Search Performance¶

Comparison of the search methods against the production catalog (63.4M rows, 5,024 files, H3 resolution 1). All times are from isolated single-query runs against the real S3 catalog.

Search methods¶

Method	Engine	Returns	I/O
`search()`	rustac (DuckDB per file)	lazy `EarthCatalogItemSearch` → `pystac.Item`	Sequential
`search()`	DuckDB `read_parquet`	eager `list[pystac.Item]`	Parallel
`duck_search()`	DuckDB `read_parquet`	eager `pandas.DataFrame`	Parallel
`search_to_arrow()`	rustac → Arrow	eager `pyarrow.Table`	Sequential

Dense region — small polygon, northern Greenland¶

The densest cell cluster. Queries hit many files with abundant matching items across 34+ years.

Query	search	search()	duck_search()	search_to_arrow
1980–2017, no filter, max=100k	55.5s	57.0s	26.7s (2.1×)	47.2s
1980–2017, pvp>=1, max=100k	53.9s	56.6s	28.8s (1.9×)	57.2s
1980–2026, no filter, max=100k	53.1s	58.7s	28.0s (1.9×)	46.2s
1980–2026, pvp>=1, max=100k	—	—	—	—

duck_search() is ~2× faster across the board. The pystac conversion overhead (~25s) erases DuckDB's parallel-read advantage for duck_search(pystac), making it comparable to search().

The pvp>=1 filter has negligible effect — almost all items satisfy it.

Sparse region — small polygon, Alaska¶

126 files after pruning, ~1.4M est. rows. pvp<50 is selective (~5–10% of items satisfy it), forcing all methods to scan more rows before hitting the 100k limit.

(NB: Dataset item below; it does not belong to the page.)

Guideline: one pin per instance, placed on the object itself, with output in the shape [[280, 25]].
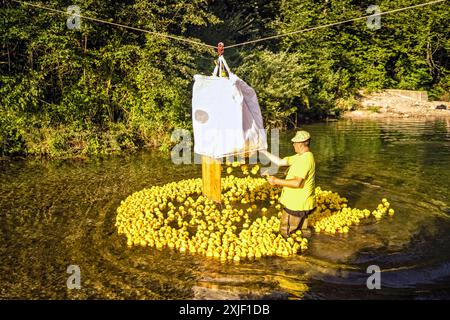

Query	search	search()	duck_search()	search_to_arrow
1980–2026, no filter, max=100k	62.0s	60.0s	30.3s (2.0×)	54.6s
1980–2026, pvp<50, max=100k	108.2s	93.6s	62.5s (1.7×)	99.1s
1980–2026, date_dt>=50, max=100k	T/O	T/O	T/O	T/O

duck_search() is consistently ~2× faster. The selective pvp<50 filter reduces the gap slightly because DuckDB must scan all rows regardless of parallelism (the filter is applied after read).

The date_dt>=50 query timed out (>10 min) with all methods — highly selective filters over a wide temporal range can be expensive regardless of approach. Add a narrower temporal range or use max_items sparingly for such cases.

Sparse query — single point, 1980–2015¶

Few files per cell (32 files), each with sparse matching items.

Query	search	search()	duck_search()	search_to_arrow
Point Greenland, 1980–2015, pvp>=1, 642 items	36.5s	4.1s (8.9×)	3.3s (11×)	33.6s

DuckDB's advantage is maximized when items are spread thinly across many files — it reads them in parallel while rustac reads them one at a time.

Narrow queries — year-targeted¶

Iceberg prunes to 2 files regardless of geometry size. All methods are bounded by the S3 download + scan time for one or two files (~1s/file).

Query	search	search()	duck_search()	search_to_arrow
Point Greenland, year=2020, max=100	2.7s	2.8s	2.1s	2.1s
+ pvp>=80, max=100	2.2s	2.2s	2.0s	2.2s
Bbox Greenland, year=2020, max=100	2.5s	1.7s	1.8s	1.9s
Polygon Iceland, year=2020, max=100	2.2s	1.5s	1.4s	1.6s

When to use each¶

Scenario	Recommended
Interactive exploration, max_items=100	`search()` — same speed, lazy
Wide query, need pystac Items	`search()` (lazy) or `duck_search()` + manual conversion
Wide query, fastest total time	`duck_search()` — 2× faster
PyArrow table output	`search_to_arrow()`
Raw SQL / aggregations / joins	`search_files()` + DuckDB directly

Key insight¶

duck_search() is consistently ~2× faster across all query types due to DuckDB's parallel I/O. The pystac conversion overhead (~25–30s for 100k items) erases this advantage, making duck_search(pystac) comparable to search().

DuckDB's parallelism gives the biggest win when items are spread across many files (sparse queries across wide temporal ranges). For a point query over 34 years with sparse matching items, the gain reaches 8–11× because DuckDB reads all files concurrently while rustac reads them one at a time.

Selective filters (pvp<50, date_dt>=50) reduce the gain because DuckDB must scan all rows regardless of parallelism — the filter is applied after the read. For extreme cases (highly selective + wide temporal range), the query may time out with all methods.